Eigentlich beschäftigten mich in letzter Zeit drei Situationen. Alle drei führten mich mehr oder weniger begründet und mehr oder weniger rational zu Kant, über den ich mir jetzt gepflegtes Wikipedia-Wissen angeeignet habe. Ach so, Wikipedia ist out, ich las selbstverständlich wissenschaftliche Literatur, also Kant im Original. Ehrlich!
Die erste Annäherung war die an mich herangetragene Frage: „Ist das Heikes kategorischer Imperativ?“ Grob zusammengefasst beschäftigt sich der kategorische Imperativ mit der allgemein möglichen Gültigkeit individuellen Handelns, also: Der Einzelne soll so handeln, dass sein Handeln ein allgemein gültiges Gesetz werden kann / wird. In Summe weder eine Überraschung, noch eine Verfehlung, noch eine Inhaltsanalyse des Handels, sondern lediglich eine Handlungsmaxime nach der man leben kann. Für meinen Teil kann ich es nicht beurteilen inwieweit ich persönlich danach lebe oder auch nicht. Der springende Punkt: Der Fragende wollte mir kein Kompliment machen, sondern vielmehr mein Gutmenschentum kritisieren / karikieren. Mal ganz abgesehen davon, dass der Begriff „Gutmensch“ aus der Nazi-Zeit entstammt und somit per se ad acta gelegt werden kann, beschreibt er weniger einen guten Menschen, als einen naiv moralisierenden Idioten, dem wahlweise Realitätsverlust, Showtalent oder auch Dummheit unterstellt wird. In Summe also lieber noch der kategorische Imperativ als der Titel „Gutmensch“. Nun bin ich jedoch kein Altruist und meine Absichten sind keine hehren Ziele, keine universal weltverbessernden Absichten und auch keine Inszenierung meiner Person, sondern vielmehr die stete Bemühung meine eigene sehr kleine Welt in einer Waage zu halten, die sich durch das einfache Prinzip Geben und Nehmen auszeichnet. Gelingt ab und zu, mal gut und mal schlecht.

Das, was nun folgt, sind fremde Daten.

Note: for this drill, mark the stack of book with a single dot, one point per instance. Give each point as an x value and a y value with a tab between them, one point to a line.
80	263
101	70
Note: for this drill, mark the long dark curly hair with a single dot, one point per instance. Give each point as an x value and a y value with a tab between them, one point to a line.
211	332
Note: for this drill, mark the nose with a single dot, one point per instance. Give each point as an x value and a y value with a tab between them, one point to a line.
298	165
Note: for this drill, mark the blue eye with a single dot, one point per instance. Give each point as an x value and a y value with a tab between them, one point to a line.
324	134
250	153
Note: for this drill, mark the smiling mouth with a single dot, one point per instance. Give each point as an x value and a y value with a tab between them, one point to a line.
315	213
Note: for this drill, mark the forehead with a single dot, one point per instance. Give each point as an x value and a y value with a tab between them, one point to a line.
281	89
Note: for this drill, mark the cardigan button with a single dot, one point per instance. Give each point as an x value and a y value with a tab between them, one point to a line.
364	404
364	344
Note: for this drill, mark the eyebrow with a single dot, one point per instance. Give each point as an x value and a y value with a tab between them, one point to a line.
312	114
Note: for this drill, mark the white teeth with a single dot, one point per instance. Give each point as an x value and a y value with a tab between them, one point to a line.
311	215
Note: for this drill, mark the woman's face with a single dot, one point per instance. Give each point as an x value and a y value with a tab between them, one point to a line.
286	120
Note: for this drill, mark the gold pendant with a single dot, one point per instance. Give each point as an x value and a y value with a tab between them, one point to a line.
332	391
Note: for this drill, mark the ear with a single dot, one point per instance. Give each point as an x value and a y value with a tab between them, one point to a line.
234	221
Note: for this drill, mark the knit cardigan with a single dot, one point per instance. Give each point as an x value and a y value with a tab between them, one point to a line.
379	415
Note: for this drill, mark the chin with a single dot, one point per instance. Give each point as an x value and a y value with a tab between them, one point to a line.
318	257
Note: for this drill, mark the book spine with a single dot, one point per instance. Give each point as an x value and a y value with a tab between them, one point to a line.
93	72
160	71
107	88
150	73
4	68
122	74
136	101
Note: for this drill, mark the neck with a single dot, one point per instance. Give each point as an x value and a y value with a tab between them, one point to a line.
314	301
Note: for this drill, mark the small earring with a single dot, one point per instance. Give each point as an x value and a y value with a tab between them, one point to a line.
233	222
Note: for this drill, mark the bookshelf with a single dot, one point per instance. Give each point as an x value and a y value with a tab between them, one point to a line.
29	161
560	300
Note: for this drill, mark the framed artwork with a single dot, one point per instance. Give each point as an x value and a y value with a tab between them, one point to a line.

Momentan eher schlecht in einer Situation in der ich mir eine subjektiv empfundene moralische Pflicht auf die Fahne schrieb, die ich nicht schultern kann und zu der Frage geführt wurde, wem ich etwas schulde und wer mir etwas schuldet. Wer darf mich ohne Wissen –aber mit Recht- kritisieren und wer darf massiv Entscheidungen anzweifeln und in diese eingreifen? Gute Freunde dürfen das, sofern qualifiziert als gute Freunde.
Der Soziologe Jürgen Habermas interpretiert den kategorischen Imperativ als Handlung, die dem öffentlichen Diskurs zur Überprüfung vorgelegt werden soll. Das heißt, dass nicht Jeder seinen eigenen kategorischen Imperativ entwirft, sondern vielmehr ein Konsens über eine bestimmte Handlung entstehen muss um diese als allgemein gültiges Gesetz zu bestätigen. Da ich vielleicht naiv, aber sicher nicht größenwahnsinnig bin, beanspruche ich folglich weder den kategorischen Imperativ noch die Moral für mich.
Ich geh noch ein bisschen Kant googlen, wer kommt mit?